STANDARD 3  Students will analyze visual characteristics of the natural environment and explain social, cultural, psychological, and environmental dimensions of the visual arts. Students respond critically to variety of works in the arts.
STANDARD 4  Students understand personal and cultural forces that shape artistic communications. Students explore concept of art made with nature.

Activity:  MAKE A SHEKERE  SHAKER
Health, Physical Education, and Home Economics
STANDARD 2   Students acquire knowledge and ability necessary to maintain a healthy environment. Students evaluate products for selection and use.
STANDARD 3  Students understand and manage personal and community resources. Students grow musical instruments.

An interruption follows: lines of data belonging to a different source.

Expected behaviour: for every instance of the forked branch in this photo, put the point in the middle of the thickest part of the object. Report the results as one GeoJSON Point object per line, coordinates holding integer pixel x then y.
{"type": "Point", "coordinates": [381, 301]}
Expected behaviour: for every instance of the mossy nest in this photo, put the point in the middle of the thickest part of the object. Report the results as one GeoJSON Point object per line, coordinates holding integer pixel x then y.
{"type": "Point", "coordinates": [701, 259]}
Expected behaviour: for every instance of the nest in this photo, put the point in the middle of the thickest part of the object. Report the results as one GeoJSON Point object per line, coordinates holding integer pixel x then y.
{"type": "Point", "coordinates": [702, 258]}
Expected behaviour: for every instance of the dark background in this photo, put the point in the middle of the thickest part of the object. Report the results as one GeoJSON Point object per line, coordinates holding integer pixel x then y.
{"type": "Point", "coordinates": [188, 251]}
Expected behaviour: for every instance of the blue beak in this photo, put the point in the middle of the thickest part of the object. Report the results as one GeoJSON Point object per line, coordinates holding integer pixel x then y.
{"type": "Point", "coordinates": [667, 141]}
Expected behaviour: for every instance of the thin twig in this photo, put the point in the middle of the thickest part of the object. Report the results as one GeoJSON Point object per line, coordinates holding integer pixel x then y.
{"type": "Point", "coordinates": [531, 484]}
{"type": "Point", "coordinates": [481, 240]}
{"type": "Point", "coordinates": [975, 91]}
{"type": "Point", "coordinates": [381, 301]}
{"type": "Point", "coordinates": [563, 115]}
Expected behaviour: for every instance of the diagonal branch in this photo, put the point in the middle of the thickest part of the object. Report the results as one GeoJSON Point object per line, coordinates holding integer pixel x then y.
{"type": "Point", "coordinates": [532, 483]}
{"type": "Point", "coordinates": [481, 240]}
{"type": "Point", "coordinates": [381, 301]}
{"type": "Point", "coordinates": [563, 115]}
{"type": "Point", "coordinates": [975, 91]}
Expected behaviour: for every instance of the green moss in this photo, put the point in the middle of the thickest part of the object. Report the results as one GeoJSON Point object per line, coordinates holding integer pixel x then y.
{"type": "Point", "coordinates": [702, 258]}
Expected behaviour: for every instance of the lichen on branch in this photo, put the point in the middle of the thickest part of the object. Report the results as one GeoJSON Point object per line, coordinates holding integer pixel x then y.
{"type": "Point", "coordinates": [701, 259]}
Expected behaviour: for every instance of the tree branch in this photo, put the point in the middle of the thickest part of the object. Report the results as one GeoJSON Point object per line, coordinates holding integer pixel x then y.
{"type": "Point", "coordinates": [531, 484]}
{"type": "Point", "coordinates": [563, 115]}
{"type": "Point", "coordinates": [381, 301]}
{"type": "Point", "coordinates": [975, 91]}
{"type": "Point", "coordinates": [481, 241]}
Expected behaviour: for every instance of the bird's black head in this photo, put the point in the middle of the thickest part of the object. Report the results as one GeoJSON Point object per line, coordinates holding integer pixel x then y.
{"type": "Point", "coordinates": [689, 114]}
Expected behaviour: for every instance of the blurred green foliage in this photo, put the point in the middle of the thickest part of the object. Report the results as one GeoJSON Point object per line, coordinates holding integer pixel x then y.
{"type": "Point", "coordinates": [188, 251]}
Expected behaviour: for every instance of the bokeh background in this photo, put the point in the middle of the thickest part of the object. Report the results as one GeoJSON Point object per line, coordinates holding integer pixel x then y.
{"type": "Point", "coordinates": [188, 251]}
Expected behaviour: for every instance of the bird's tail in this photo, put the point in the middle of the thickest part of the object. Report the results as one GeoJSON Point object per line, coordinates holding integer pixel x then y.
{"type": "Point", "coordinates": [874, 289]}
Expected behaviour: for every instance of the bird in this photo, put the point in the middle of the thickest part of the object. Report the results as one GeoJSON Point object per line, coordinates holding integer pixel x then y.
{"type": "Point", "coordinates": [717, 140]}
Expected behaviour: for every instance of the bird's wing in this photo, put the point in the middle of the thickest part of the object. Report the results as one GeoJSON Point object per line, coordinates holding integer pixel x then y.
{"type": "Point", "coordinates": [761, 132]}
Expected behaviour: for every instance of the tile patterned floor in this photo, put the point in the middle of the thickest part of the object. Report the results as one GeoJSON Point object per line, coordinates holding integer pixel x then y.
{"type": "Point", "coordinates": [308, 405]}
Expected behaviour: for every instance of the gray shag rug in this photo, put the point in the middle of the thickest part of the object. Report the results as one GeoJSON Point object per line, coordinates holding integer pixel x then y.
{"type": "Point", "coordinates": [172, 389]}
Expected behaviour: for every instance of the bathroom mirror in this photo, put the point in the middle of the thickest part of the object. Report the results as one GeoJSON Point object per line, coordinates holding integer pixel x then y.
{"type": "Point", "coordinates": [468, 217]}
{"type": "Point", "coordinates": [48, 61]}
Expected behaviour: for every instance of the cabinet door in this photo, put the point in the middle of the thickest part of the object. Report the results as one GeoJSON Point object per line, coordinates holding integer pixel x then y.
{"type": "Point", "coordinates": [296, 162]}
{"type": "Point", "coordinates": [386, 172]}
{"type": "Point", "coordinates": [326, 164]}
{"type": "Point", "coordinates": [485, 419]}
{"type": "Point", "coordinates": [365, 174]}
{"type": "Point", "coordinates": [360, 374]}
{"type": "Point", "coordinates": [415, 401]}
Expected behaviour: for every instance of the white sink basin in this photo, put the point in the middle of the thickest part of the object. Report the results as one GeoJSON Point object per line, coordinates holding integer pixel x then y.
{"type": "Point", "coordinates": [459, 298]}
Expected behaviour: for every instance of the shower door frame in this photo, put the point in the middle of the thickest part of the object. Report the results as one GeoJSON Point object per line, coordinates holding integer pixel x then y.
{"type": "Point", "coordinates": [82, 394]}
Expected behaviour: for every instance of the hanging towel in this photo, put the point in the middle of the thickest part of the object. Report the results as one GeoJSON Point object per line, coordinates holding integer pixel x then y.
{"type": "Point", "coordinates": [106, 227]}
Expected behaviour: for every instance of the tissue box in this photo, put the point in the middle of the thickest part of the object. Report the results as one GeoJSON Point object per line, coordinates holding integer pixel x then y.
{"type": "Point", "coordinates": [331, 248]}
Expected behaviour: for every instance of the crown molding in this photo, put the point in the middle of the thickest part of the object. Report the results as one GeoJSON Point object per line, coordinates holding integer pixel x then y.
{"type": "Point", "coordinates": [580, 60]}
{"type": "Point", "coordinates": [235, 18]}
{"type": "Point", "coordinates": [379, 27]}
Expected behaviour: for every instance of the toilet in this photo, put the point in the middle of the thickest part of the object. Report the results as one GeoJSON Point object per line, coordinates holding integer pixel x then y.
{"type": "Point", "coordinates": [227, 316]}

Mathematics, Science and Technology
STANDARD 1  Students use mathematical analysis, scientific inquiry, and engineering design to pose questions and develop solutions. Students make musical instruments.
STANDARD 2  Students access, generate, process and transfer information using technologies.
STANDARD 3   Students understand math and become mathematically confident by communication and reasoning. Look at recurring patterns and functions.
STANDARD 4  Students understand and apply scientific concept, principles, and theories. Students learn about the natural resonating chambers of gourds as musical instruments.
STANDARD 5  Students apply technological knowledge and skills to design, construct, use, and evaluate products and systems to satisfy human and environmental needs. Engineering design is an iterative process involving modeling and optimization used to develop technological solutions.
STANDARD 6  Students understand and apply relationships and common themes that connect math, science, and technology.
STANDARD 7  Students apply knowledge and skills of math, science, and technology to address problems. Evident when students experiment with different shapes and sizes of gourds.

English Language Arts
STANDARD 1  Students listen, speak, read, and write for information and understanding. Students collect data, facts, and ideas, discovering relationships, concepts, and generalizations, and using knowledge from oral, written, and electronic sources. Online resources and books.

The Arts
STANDARD 1 Students will actively engage in processes that constitute creation and performance. Students play instruments they made.
STANDARD 2  Students make use of materials and resources for participation in the arts.  Students thread beads onto strings to make rhythmic sounds as they strike gourds.
STANDARD 3 Students will demonstrate the capacity to listen to and comment on music. They will use concepts from other disciplines to enhance their understanding of music.
Students will analyze visual characteristics of the natural environment and explain social, cultural, psychological, and environmental dimensions.
STANDARD 4  Students understand personal and cultural forces that shape artistic communications. Students explore concept of art made with nature.

Social Studies
STANDARD 2  Students in their study of world history can explain some practices as found in particular civilizations and cultures  such as traditions, language and literature. Students learn how the Yoruba people of Nigeria  add natural beads & shells to netting to a gourd when they make a music shaker called the shekere. These instruments are popular in cultures around the globe

Activity:  PAINTING
English Language Arts
STANDARD 1  Students listen, speak, read, and write for information and understanding. Students collect data, facts, and ideas, discovering relationships, concepts, and generalizations, and using knowledge from oral, written, and electronic sources. Online resources.

The Arts
STANDARD 2  Students make use of materials and resources for participation in the arts. Explore painting as a technique to decorate gourds.
STANDARD 3  Students will analyze visual characteristics of the natural environment and explain social, cultural, psychological, and environmental dimensions of the visual arts. Students respond critically to variety of works in the arts.
STANDARD 4  Students understand personal and cultural forces that shape artistic communications. Students explore concept of art made with nature.